The film doesn’t do itself any favours, even in its early scenes. Natalie Dormer’s Sara finds out her twin sister Jess has gone missing while in Japan, so she ventures over to try find her. Jess, being the “troubled” one, was last seen going into Aokigahara forest, where she’s presumed dead. The titular forest is no ordinary woods, however – it’s inexplicably prone to people committing suicide while inside, and is said to be haunted by the souls of those who have passed on its soil. Naturally, Sara enlists rugged world-traveller Aiden (Taylor Kinney) and dives straight in, despite local people warning her to the contrary. Yes, it’s all as broad-stroke and as simple as that all sounds.
It’s difficult to find a good place to start with explaining how much is wrong with The Forest. The setting is a place of enormous myth in Japan, and somewhere one would argue shouldn’t be exploited so shamelessly for the purposes of a cheap thrills chiller. Aokigahara forest is ripe for a great movie about suicide and depression, but this film merely reduces it to a bunch of ghosts that haunt wanderers. Not that there isn’t meaning attached to why the forest is how it is, it’s just that meaning is vague and vastly under-stimulated. At times there’s a mystery element underpinning everything, other times it’s just malicious spirits being malicious. The lack of cohesion creates a confusing dissonance in more than one instance that leaves you trying to work out exactly what the lead characters are talking about. This is exacerbated further by a banal attempt to turn Sara into an unreliable narrator in the second half.

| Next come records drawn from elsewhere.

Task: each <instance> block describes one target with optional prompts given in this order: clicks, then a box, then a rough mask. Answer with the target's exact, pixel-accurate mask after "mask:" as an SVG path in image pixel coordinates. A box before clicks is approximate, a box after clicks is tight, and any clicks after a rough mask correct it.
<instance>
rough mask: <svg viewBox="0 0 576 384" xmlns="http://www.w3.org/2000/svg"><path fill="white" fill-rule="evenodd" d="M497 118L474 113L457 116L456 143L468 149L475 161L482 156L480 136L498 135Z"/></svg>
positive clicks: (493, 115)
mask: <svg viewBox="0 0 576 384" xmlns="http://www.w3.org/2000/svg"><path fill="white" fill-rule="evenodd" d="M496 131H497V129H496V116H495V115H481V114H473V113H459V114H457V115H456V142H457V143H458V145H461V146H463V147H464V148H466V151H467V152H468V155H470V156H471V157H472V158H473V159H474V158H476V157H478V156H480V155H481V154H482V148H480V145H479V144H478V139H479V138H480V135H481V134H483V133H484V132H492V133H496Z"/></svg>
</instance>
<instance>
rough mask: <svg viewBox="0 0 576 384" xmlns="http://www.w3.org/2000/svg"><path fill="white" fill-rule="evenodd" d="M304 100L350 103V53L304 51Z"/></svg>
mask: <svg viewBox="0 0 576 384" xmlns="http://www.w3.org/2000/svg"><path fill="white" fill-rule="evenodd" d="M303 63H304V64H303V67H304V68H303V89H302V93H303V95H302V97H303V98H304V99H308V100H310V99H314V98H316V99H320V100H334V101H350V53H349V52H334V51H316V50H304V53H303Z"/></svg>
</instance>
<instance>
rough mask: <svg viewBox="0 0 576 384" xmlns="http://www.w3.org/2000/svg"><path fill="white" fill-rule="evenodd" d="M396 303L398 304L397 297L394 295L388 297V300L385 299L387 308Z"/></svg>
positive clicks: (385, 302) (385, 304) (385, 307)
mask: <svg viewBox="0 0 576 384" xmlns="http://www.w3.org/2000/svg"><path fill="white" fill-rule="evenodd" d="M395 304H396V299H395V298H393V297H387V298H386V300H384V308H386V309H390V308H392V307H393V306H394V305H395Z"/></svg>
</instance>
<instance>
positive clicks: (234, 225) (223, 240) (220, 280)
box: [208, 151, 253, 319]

Which is perhaps the best summation of The Forest‘s weaknesses: It runs like a checklist of ideas made into a script. Everything is completely superficial. Each act seems to have its own idea of what the evil is, and with that comes its own set of visual cues and aesthetics. Almost every ghost or plot-point is introduced, has a singular scene or two of exposition and is then left where it lay to suffocate while the movie meanders on. It’s bad enough that they made the film without a single Japanese person in production, but the way the genuine tragedy that surrounds the setting is used becomes downright infuriating. Occasionally, something will tie into the broader scheme of mental health, but it’s so drenched in stereotype and willful misunderstanding that it’d have been an improvement to leave it out entirely. The only piece of narrative tissue that manages to stick for the duration is a recurring memory of a traumatic event from Jess and Sara’s childhood. Even this is cheated of any real substance by being discarded for most of the film, only to be remembered in the last act to provide some semblance of a full-circle ending, as if everyone involved knew what they were doing in the first place.

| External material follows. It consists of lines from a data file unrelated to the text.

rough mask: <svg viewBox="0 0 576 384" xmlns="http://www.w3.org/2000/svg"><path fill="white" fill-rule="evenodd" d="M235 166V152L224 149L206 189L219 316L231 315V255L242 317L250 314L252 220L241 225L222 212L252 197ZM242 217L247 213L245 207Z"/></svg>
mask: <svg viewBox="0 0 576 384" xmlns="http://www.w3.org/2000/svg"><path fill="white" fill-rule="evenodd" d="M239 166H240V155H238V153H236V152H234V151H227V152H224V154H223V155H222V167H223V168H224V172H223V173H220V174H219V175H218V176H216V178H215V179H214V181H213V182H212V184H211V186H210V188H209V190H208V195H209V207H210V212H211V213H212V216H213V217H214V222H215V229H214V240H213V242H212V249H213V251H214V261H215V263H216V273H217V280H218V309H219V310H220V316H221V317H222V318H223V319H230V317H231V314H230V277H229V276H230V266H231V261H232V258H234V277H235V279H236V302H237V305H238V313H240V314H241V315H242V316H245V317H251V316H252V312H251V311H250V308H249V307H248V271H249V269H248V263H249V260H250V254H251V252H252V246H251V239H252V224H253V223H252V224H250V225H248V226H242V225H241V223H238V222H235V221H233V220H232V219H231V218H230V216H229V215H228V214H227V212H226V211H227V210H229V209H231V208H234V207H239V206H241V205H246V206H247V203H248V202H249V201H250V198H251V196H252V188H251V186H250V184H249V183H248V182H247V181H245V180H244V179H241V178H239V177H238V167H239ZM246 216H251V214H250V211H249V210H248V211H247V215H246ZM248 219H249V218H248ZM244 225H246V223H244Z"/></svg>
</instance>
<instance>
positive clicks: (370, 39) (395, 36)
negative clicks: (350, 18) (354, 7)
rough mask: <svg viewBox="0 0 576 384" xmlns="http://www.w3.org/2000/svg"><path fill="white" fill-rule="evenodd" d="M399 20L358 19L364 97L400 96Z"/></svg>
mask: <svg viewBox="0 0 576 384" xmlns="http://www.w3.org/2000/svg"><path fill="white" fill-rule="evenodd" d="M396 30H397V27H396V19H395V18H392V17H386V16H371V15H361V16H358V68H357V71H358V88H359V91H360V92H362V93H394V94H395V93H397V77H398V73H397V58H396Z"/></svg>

There are a couple of minor victories for The Forest. For one, it did provide a couple of chuckles. Any time a vengeful spirit makes a move is paired with a shrill noise or sudden camera shift to try and create a jump-scare. The actual scare part fails dramatically but the result is gigglesome in the same vain as a well-timed cat vine. There is, too, Natalie Dormer pulling double-duties in some scenes, further proving her abilities as a leading lady. Hopefully her next leading role is more fruitful. Not to be too hard, it is director Jason Zada‘s first feature film, but this is a movie much better left in Aokigahara itself with the vengeful spirits and tormented memories.